この工程では、皮に含まれるコラーゲン繊維にタンニンを結合させることで、耐久性・柔軟性・防腐性を高め、長期的に使用できる「革」へと変化させます。
タンニンを使ったなめし方法は「タンニンなめし」と呼ばれ、昔ながらの伝統的な製法として世界中で受け継がれています。
イタリアのトスカーナ地方や日本の姫路・栃木などでも、このタンニンなめしを得意とするタンナー(革の製造工場)が多く存在します。
何の植物のタンニンを使っている?
ミモザ

ミモザの樹皮や葉にはタンニンが含まれており、強い収れん作用(革を引き締める性質)を起こし、革内部の密度を高め、やわらかく、しなやかな風合いの革を作るのに適しています。
チェストナット
ヨーロッパで古くから利用されている植物タンニンです。
ミモザなどより収斂性が低いため、じっくりと時間をかけて革の内部までしみこませます。

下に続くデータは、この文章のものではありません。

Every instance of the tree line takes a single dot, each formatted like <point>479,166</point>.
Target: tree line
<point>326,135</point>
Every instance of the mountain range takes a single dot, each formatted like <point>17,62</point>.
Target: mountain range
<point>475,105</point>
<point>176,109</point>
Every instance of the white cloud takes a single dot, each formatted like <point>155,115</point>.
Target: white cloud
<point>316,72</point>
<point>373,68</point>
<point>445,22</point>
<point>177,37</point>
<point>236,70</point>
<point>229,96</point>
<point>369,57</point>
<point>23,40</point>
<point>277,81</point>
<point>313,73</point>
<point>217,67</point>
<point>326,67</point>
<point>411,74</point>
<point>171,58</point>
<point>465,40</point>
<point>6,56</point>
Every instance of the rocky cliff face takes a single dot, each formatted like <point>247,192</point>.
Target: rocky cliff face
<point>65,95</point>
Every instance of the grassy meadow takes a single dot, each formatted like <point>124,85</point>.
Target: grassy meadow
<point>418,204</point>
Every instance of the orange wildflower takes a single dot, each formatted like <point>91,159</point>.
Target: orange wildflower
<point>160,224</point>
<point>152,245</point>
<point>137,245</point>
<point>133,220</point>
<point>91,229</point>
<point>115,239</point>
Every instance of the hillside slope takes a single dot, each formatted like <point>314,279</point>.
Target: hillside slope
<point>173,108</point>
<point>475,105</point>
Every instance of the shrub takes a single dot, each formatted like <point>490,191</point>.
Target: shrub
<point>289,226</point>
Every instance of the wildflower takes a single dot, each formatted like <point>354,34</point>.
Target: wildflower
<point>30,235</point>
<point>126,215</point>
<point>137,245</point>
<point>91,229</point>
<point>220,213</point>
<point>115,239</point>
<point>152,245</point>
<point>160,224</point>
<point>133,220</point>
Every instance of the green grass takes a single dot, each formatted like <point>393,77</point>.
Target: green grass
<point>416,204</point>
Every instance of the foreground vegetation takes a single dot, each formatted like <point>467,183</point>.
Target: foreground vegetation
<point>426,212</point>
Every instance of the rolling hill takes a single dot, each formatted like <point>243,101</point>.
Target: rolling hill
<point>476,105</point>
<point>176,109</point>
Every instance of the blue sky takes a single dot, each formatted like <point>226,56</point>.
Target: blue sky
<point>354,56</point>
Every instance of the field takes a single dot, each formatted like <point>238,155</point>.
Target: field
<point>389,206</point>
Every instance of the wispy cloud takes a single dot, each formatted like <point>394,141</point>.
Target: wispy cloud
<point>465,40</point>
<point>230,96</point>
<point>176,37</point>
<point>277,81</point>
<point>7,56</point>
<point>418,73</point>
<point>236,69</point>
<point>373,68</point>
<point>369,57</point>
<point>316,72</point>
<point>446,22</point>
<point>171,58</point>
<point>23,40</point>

ミモザなど使用して鞣した革と比べ、空気や紫外線との反応がしにくい性質を持っているため、経年変化が緩やかになります。
オーク

どんぐりの実がなることで知られるオ-ク。
ヨーロッパで古くから使われてきた伝統的なタンニン源です。
オークバーク(樹皮)から抽出されたタンニンは、革に独特の深い色味と強度を与えます。

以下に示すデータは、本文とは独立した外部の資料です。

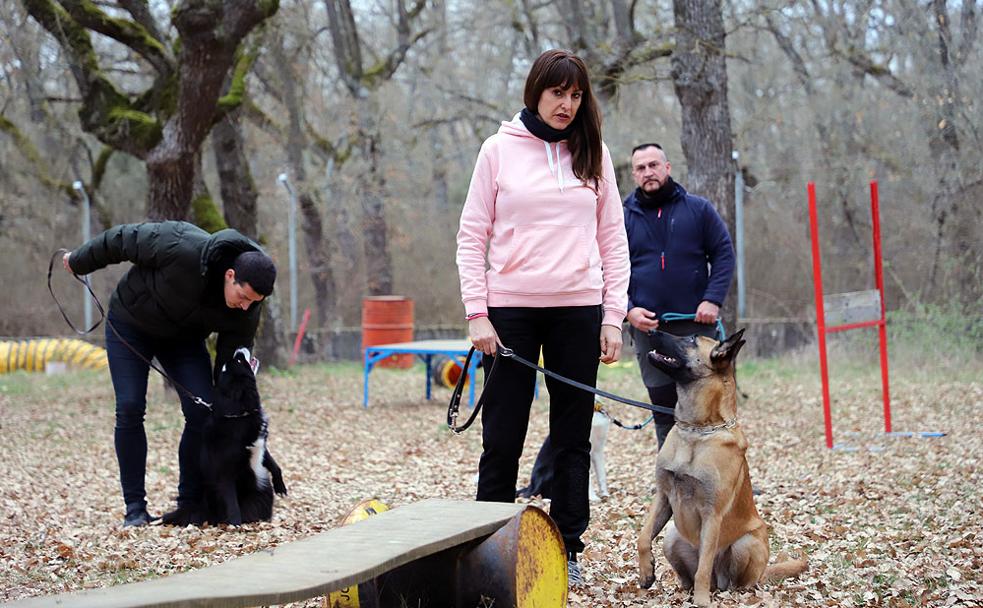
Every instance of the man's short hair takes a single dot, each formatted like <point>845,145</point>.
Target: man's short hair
<point>644,146</point>
<point>257,269</point>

特にイギリスの老舗タンナーでは、靴底用の「ソールレザー」のなめしに今でもオークを使用しており、長期熟成型のなめしにも向いています。
タンニンの種類と効果
タンニンは主に「加水分解性タンニン」と「凝集性タンニン」の二種類に分類されます。
加水分解性タンニン
加水分解性タンニンは、水に分解される性質をもつタンニンです。
縮合性のタンニンに比べ収れん性が高くないため、時間をかけて皮にしみこませることで鞣すことが出来ます。
しなやかで発色のいい仕上がりになります。
縮合性タンニン
縮合性タンニンは、水に分解されにくく、構造的に安定しているタンニンです。
収れん性が強く、繊維が詰まっており、ハリとコシのある仕上がりになります。
縮合性タンニンでなめされた革は大きな経年変化をすることも特徴的です。
まとめ
いかがでしたでしょうか。
タンニンは、単なる植物成分ではなく、皮を革へと変えるなめしにおいて重要な存在です。
自然由来の成分でありながら、長い年月にわたり人々の暮らしを支えてきた伝統技術の根幹でもあります。

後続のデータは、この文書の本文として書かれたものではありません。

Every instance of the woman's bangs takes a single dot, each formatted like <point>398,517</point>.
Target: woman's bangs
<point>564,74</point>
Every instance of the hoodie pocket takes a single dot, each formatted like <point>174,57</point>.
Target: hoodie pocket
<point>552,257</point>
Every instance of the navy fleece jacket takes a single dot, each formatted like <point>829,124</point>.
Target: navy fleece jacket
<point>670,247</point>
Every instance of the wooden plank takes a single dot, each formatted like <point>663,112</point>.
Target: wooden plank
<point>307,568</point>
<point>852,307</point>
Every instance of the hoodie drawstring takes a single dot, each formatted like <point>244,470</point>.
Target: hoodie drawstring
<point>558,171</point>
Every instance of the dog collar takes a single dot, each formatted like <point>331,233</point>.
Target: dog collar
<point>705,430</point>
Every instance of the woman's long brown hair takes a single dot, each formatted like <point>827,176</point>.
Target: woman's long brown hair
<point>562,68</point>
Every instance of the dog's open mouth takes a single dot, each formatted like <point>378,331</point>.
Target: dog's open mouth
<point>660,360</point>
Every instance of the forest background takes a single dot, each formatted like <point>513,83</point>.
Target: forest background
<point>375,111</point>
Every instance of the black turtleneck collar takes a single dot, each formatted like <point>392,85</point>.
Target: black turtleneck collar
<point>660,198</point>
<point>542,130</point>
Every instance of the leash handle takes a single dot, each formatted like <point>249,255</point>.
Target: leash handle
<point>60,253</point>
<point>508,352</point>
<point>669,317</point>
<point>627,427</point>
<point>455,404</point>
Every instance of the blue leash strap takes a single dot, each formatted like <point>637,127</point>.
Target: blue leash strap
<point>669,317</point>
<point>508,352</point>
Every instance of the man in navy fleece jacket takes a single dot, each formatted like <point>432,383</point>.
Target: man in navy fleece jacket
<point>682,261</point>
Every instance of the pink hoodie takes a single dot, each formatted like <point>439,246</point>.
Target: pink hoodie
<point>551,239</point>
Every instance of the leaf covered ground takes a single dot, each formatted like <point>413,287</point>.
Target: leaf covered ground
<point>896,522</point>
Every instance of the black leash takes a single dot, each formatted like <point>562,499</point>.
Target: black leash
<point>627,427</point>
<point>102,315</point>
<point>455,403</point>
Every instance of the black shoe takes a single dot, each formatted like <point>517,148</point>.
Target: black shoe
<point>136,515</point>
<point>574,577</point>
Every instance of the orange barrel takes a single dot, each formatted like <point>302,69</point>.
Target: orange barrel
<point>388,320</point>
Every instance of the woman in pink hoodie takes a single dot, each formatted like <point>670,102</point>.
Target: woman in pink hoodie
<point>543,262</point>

フジリュウでも、こうしたタンニンなめし革を使用した製品づくりやOEM製作を数多く手掛けています。自然の力を活かした素材の美しさを大切にしながら、お客様のご要望に合わせた高品質な革製品をご提案しています。
「経年変化を楽しみたい」「自然素材のぬくもりを感じたい」
そんな方には、ぜひタンニンなめし革を手に取ってみてはいかがでしょうか。